Selflessness is the opposite of ego-centeredness. A selfless leader is more concerned with the interests and needs of his or her people, organization and society at large than with his or her own needs and desires. Selflessness increases engagement and creativity.
Compassion enables leaders to focus on the well-being and happiness of their people and look for ways to benefit them while keeping the team and organizational objectives in mind. People with compassionate leaders know that they are supported; as a result, trust and cohesion thrives.
The great news is that mindfulness, selflessness and compassion are all trainable skills. Over the past two decades neuroscientists have discovered that our brain is plastic — it changes throughout our life based on how we use it. Through neuroplasticity, we can train these mental qualities the same way we train any part of our body — by going to the “gym.”

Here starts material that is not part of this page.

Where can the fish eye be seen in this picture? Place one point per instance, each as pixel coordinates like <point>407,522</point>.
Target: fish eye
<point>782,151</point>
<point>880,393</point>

If we want to become more mindful, selfless and compassionate leaders, there are specific mental training exercises that we can do to rewire our brains. In the “mindfulness training gym,” we train our mind to be more focused and aware. In the “selflessness training gym,” we train our mind to be more humble and grateful. In the “compassion training gym,” we train our mind to be of greater benefit to ourselves and others. Through training in the mental gym, we enable mindfulness, selflessness and compassion to become our default way of working and leading.
Integrating mindfulness, selflessness and compassion into a leadership development program is a foundation for success. As one of the leaders we interviewed said, “Leadership today is about unlearning management and relearning being human.”
To start creating more human leaders who can create a more engaged and productive workforce, here are some tips for yourself that you can also consider integrating into your next leadership development program.
Be mindful: When you are mindful, you are aware of the landscape of your mind from moment to moment. Mindfulness helps you to notice and regulate your behavior and emotions. It helps you to better understand the behavior, reactions and emotions of the people you lead — and, in turn, create better relations and lead for more impact. Research published in Nature Neuroscience found that a short daily mindfulness practice causes changes in the structure and function of the brain, which enhances self-awareness.
Be selfless: Leadership is not about you but the people and the organization you lead. With selflessness, you take yourself out of the equation and consider the long-term benefits of others. Selflessness does not mean you become a doormat for others and refuse to stand up for yourself. Rather, it comes out of self-confidence and self-care. Here is a simple way of evaluating whether you are selfless in your leadership: When you make a decision, check your motivation; are you doing it for personal gain or for the benefits of others?
Be compassionate: Compassion is the intention to bring happiness to others. If you have ever had a compassionate leader, you know what it feels like: The person has your back and has your interest in mind. As a result, you feel safe, trusted, loyal and committed. It is a universal language that is understood by anyone, anywhere. If you want to bring more compassion into your leadership, make a habit of asking one simple question whenever you engage with anyone: How can I help this person have a better day? When it comes to leadership, nothing beats compassion.